Overview#Hybrid cryptosystem is one which combines the convenience of a Public Key Cryptography with the efficiency of a Symmetric Key Cryptography.
Public Key Cryptography is convenient in that they do not require the sender and receiver to share a common secret in order to communicate securely (among other useful properties). However, they often rely on complicated mathematical computations and are thus generally much more inefficient than comparable Symmetric Key Cryptography. In many applications, the high cost of encrypting long messages in a Public Key Cryptography can be prohibitive. This is addressed by hybrid systems by using a combination of both.
Hybrid cryptosystem can be constructed using any two separate cryptosystems:
- a Key Encapsulation Method, which uses Public Key Cryptography
- a Data Encapsulation Method, which uses Symmetric Key Cryptography.

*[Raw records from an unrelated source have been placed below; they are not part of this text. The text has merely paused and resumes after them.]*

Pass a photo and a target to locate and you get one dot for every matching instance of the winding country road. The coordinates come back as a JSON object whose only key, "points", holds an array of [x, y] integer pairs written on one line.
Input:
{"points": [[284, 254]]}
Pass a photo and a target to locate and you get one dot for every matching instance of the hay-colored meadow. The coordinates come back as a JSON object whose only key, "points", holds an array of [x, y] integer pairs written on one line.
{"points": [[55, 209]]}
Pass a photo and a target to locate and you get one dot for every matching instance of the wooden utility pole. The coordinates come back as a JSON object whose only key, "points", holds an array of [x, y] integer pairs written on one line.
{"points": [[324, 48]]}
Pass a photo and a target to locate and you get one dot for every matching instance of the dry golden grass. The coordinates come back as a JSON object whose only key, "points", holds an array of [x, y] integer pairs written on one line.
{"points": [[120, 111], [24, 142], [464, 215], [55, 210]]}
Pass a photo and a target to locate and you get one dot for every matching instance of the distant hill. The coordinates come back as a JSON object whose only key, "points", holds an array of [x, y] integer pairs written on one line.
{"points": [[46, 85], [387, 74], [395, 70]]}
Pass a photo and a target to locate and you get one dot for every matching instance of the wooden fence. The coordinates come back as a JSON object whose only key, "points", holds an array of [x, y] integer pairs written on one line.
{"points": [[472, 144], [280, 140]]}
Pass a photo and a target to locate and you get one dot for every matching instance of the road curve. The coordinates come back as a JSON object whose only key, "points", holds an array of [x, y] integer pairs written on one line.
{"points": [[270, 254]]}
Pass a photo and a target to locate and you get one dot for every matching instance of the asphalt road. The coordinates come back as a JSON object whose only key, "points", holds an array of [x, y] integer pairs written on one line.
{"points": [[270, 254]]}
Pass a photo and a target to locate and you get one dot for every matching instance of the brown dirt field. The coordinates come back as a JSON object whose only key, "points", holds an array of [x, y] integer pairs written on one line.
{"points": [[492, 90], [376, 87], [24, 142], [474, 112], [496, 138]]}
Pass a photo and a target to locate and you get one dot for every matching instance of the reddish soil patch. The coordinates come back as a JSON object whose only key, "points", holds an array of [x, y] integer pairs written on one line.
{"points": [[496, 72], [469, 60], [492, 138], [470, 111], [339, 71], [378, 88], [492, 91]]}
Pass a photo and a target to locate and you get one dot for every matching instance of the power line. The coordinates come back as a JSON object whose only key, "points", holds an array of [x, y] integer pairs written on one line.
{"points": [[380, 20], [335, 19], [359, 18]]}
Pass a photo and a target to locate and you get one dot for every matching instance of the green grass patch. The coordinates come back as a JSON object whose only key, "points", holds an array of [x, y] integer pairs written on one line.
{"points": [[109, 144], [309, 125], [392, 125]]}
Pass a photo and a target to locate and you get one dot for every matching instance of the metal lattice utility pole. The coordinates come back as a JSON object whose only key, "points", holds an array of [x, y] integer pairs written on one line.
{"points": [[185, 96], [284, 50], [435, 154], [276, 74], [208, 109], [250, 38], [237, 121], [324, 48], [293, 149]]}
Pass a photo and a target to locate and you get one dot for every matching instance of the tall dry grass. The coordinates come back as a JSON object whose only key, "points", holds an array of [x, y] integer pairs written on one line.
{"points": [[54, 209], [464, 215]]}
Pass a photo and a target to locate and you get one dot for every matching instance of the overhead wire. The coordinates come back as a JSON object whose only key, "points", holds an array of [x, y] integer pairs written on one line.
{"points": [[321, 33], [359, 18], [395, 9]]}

Note that for very long messages the bulk of the work in encryption/decryption is done by the more efficient Symmetric Key Cryptography scheme, while the less efficient Public Key Cryptography scheme is used only to encrypt/decrypt a short key value.
All practical implementations of Public Key Cryptography today employ the use of a Hybrid cryptosystem. Examples include the TLS protocol which uses a Public Key mechanism for Key-Exchange (such as Diffie-Hellman) and a Symmetric Key mechanism for data encapsulation (such as AES).

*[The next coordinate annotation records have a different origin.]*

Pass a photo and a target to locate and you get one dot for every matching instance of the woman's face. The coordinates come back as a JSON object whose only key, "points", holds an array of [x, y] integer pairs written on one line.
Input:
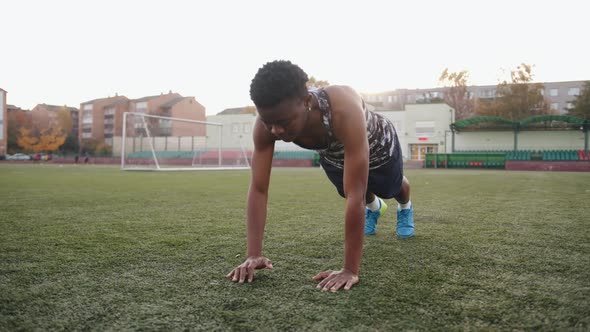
{"points": [[287, 119]]}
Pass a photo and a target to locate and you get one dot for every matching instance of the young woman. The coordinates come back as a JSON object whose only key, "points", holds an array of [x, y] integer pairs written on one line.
{"points": [[359, 151]]}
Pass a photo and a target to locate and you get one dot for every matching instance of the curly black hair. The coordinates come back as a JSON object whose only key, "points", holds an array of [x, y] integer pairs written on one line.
{"points": [[276, 81]]}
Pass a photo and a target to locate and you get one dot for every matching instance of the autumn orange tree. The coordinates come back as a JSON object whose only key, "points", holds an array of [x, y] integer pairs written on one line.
{"points": [[47, 139], [518, 99], [15, 121], [457, 95]]}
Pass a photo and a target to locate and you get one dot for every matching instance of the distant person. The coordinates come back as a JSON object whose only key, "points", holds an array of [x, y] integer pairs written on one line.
{"points": [[359, 152]]}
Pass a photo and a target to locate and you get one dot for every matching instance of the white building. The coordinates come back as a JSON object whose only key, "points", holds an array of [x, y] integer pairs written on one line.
{"points": [[422, 128]]}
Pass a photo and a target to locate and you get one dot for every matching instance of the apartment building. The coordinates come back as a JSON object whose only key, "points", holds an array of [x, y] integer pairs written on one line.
{"points": [[168, 105], [46, 116], [559, 94], [94, 114], [3, 123]]}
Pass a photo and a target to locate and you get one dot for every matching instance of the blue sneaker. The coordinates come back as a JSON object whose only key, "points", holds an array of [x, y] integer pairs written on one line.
{"points": [[405, 222], [371, 217]]}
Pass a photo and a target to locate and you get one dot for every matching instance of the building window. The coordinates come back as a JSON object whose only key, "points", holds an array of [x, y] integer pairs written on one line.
{"points": [[141, 107], [424, 128], [573, 91]]}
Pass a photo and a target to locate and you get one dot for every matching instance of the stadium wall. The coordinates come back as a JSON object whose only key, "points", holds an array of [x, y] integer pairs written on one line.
{"points": [[526, 140]]}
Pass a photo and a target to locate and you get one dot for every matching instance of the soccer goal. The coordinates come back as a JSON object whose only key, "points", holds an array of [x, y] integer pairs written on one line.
{"points": [[160, 143]]}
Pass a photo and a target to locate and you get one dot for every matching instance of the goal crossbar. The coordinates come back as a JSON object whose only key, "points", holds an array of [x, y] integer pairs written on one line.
{"points": [[150, 139]]}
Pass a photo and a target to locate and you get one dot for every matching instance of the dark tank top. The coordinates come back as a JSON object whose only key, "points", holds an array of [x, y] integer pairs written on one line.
{"points": [[380, 133]]}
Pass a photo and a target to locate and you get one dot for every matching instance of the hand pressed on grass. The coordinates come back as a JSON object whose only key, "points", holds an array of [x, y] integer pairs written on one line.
{"points": [[247, 268], [334, 280]]}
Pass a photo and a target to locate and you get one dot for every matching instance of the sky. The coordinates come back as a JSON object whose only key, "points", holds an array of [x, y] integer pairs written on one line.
{"points": [[65, 52]]}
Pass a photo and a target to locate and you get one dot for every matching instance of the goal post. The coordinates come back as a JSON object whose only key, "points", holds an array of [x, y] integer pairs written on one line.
{"points": [[160, 143]]}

The OpenPGP (RFC 4880) file format and the PKCS7 (RFC 2315) file format are other examples.
- Obtains Alice's Public Key.
- Generates a fresh Symmetric Key for the data encapsulation scheme.
- Encrypts the message under the data encapsulation scheme, using the Symmetric Key just generated.
- Encrypt the Symmetric Key under the KeyEncipherment scheme, using Alice's public key.
- Send both of these encryptions to Alice.
- Uses her Private Key for Decryption with the Symmetric Key contained in the key encapsulation segment.
- Uses this Symmetric Key for Decryption the message contained in the data encapsulation segment.